Making quality time for yourself and your baby
"The number one thing I've done to help with my work-life balance is to set an early bedtime for my children. My 2-year-old goes to bed at 7:30 and my 6-month-old goes to bed at 6:30. Yes, I only see them for a couple of hours after work, but I have the weekends to make up for it. This gives me time in the evening to relax, prepare for the next day, and get to bed early myself."
"I run in the early morning so I get my exercise in before work and before the rest of the family wakes up. It's the 'me' time I need, and exercise also helps me manage work stress."
"I use part of my lunch break to take a nap in my car. It's key to my energy level and sanity!"

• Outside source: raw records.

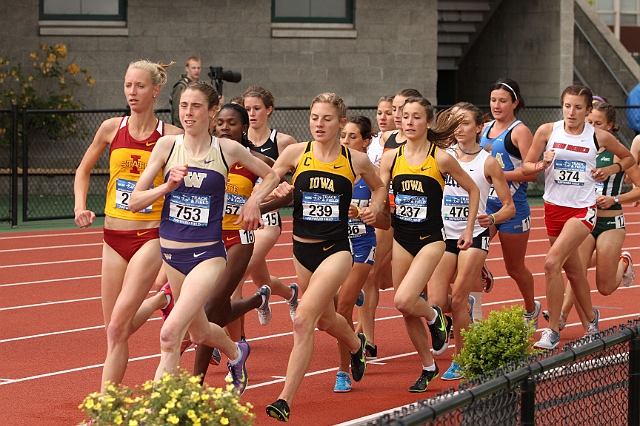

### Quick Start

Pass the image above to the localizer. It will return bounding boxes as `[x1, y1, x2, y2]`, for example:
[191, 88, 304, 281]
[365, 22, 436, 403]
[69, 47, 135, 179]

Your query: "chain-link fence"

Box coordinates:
[5, 106, 640, 221]
[364, 318, 640, 426]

"My job is to be at home with the kids and take care of the household. Last year, when I was feeling very depressed, I was invited to go golfing with some other women. I had never golfed before, but I went, and from that point on, I played golf every week. It was a huge release for me – and I was good at it! I started to feel better, got more housework done, and felt more at ease with the kids."
"Both my husband and I kept our interests alive by scheduling regular times for our hobbies. Every once in a while, we review our schedules and decide if there's enough alone time, enough couple time, and enough family time, and figure out ways to increase whatever is lacking."
"Finding a workout club with daycare gives you some 'you' time. Plus, you can take a shower in peace and build your muscles as well as your self-esteem."
"In the beginning, I would get up as late as possible, but I found that I wasn't able to spend any time with my daughter before she went to daycare. Now I get up early, and by the time my daughter is waking up, I've finished getting ready for work and can spend at least an hour with her. It is so worth it."
"Keep weekends as free as possible. After spending very little time with my baby during the week, I love to be able to relax with her all weekend. I never make plans, and only attend the weddings, birthdays, and other get-togethers of my closest friends and family."
"When I get home from work, the television stays off. Instead my husband and I get down on the floor and play with our daughter until it's time for her to go to bed."
"The biggest trick for keeping it all together is to relax, which sounds counterintuitive. Everything always works out – maybe not the way I want it to, but it always does. Stressing out over little things is never productive."
"There is no such thing as perfect balance, so don't add pressure to your life by trying to meet an unrealistic goal. Realize that you can only give so much, and decide where you are going to expend your energy most effectively and happily."
"Something is going to have to slide at one time or another. Some days work slides so I can take care of myself (get a massage or pedicure). Some days the kids end up playing without me or watching TV because I need to do something for work. I'm a much better parent because I have accepted this!"
"I thought I could 'bring home the bacon, fry it up in a pan, and never let him forget he's a man,' and be a great mom. Boy, did I ever get that wrong! I've learned to relax and stop trying to do everything. It's OK if there are toys on the floor and dishes in the sink."